Egypt loomed large over talks of the Middle East Quartet in Germany on Saturday, with fears that a change of regime in Cairo could throw into turmoil an already deeply troubled peace process.
"One of our big partners did not want the Quartet to meet at this stage, saying maybe it's not the moment to be discussing the peace process when the whole region is undergoing dramatic changes," a European diplomat said.
"And our analysis is just the opposite. Because this is happening, the Quartet needs to meet, and the Quartet needs to give a strong signal that the peace process is alive."
The meeting on Saturday afternoon in Munich brings together US Secretary of State Hillary Clinton, EU foreign policy chief Catherine Ashton, Russian Foreign Minister Sergei Lavrov and UN head Ban Ki-moon.
The Palestinians walked out of peace talks after Israel refused in September to renew a temporary ban on building settlements in the West Bank -- on land earmarked for a future Palestinian state. The Palestinian Authority meanwhile has been defensive since Qatar-based satellite channel Al-Jazeera started releasing thousands of documents purported to show huge concessions offered to Israel behind closed doors.

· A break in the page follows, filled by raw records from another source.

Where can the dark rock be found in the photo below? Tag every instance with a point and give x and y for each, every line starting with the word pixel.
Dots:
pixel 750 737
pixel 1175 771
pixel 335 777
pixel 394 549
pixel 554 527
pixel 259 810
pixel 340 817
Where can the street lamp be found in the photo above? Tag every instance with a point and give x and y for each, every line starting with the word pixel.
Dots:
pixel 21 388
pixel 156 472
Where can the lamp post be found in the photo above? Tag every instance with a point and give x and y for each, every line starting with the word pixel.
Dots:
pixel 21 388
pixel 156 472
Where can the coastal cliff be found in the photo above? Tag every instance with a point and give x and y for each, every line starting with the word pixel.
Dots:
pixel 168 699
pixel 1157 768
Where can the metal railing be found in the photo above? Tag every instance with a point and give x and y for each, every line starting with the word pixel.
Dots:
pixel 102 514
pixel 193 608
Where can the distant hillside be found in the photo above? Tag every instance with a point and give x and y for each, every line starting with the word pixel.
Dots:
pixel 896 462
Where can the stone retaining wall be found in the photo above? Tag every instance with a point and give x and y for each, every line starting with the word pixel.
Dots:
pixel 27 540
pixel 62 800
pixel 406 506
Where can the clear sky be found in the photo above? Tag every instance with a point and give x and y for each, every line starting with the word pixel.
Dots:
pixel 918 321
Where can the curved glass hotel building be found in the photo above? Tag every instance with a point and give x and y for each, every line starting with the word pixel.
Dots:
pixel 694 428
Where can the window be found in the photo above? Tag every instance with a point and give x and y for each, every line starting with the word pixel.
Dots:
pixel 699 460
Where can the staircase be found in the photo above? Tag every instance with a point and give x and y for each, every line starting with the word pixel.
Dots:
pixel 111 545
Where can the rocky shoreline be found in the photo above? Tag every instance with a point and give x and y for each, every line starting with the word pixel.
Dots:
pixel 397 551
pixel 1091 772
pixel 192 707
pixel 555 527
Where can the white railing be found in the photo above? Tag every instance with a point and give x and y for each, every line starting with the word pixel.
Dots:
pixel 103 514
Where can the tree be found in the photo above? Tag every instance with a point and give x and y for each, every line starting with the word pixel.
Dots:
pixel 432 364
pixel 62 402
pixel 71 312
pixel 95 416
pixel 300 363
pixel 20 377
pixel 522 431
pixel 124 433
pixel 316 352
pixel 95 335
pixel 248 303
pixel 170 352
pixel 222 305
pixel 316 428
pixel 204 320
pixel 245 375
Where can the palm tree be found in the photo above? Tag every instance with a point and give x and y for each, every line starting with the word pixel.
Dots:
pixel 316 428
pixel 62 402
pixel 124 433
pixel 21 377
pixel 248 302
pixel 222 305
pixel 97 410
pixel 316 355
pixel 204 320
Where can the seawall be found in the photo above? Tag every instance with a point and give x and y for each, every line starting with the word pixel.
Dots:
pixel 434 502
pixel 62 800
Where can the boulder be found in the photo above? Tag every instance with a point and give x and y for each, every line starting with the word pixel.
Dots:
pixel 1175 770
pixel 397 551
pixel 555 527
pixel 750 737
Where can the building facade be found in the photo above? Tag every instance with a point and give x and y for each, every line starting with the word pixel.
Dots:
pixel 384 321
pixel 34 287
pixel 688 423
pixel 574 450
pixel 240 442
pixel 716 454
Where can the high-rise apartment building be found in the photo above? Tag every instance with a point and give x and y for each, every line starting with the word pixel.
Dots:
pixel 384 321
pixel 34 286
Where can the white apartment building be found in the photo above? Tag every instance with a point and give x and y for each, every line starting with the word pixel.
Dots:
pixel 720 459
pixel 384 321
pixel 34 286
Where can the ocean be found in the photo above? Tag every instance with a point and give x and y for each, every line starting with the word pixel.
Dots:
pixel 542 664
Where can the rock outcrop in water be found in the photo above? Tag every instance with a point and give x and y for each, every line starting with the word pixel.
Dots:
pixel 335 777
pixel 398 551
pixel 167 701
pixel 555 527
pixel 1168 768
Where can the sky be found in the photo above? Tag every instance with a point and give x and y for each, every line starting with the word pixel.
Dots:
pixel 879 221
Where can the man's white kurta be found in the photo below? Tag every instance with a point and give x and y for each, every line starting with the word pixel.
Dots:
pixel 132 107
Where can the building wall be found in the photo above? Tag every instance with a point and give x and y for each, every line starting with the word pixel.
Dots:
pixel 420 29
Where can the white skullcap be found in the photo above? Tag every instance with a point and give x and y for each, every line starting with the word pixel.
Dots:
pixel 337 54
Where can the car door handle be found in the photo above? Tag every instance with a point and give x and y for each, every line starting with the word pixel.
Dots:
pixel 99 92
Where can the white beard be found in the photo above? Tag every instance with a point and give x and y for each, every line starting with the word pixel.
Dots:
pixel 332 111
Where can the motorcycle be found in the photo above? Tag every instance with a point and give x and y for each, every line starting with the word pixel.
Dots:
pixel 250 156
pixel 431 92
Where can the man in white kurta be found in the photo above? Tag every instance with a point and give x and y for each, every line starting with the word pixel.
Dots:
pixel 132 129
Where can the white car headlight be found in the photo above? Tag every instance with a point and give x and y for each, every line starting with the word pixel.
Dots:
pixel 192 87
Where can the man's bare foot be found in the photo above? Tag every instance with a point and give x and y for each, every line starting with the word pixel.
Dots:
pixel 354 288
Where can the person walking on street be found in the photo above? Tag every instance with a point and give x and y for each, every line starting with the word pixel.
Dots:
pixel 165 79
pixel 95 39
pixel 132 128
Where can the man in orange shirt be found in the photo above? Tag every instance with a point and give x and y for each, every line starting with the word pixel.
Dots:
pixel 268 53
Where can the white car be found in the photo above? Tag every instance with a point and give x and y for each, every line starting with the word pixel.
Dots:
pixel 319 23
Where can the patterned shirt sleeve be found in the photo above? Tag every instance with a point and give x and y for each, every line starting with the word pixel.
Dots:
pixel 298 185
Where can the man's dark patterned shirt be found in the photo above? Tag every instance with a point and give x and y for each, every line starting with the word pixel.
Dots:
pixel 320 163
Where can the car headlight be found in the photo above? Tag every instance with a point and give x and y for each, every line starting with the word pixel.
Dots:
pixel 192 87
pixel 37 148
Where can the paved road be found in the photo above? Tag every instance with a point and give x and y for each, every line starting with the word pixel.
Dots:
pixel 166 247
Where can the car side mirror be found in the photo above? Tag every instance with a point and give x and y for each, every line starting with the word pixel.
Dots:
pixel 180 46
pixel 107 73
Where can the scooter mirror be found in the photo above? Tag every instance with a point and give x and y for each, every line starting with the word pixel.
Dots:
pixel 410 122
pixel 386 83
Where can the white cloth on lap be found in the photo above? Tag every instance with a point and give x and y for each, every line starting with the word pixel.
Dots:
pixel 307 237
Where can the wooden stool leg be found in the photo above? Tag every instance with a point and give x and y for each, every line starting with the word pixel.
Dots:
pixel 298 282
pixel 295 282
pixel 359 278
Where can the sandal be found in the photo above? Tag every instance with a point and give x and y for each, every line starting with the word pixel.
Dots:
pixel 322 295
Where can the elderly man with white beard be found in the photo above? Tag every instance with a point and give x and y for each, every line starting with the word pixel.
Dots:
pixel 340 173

But the tumultuous events in Egypt threaten to dwarf such issues if, as many in Israel and elsewhere fear, revolts convulsing Egypt end up replacing President Hosni Mubarak's regime with a government hostile to the Jewish state.
Mubarak showed no sign of quitting on Saturday, the 12th straight day of Cairo protests demanding he end his 30-year grip on power, as international calls grew for him to go.
The European diplomat warned not to expect any statement "of substance on specific issues" from the Quartet meeting, with the likely outcome an agreement to meet again in four to five weeks.
A source in the French foreign ministry said that the Quartet could adopt a new declaration on issues such as territories occupied by Israel since 1967.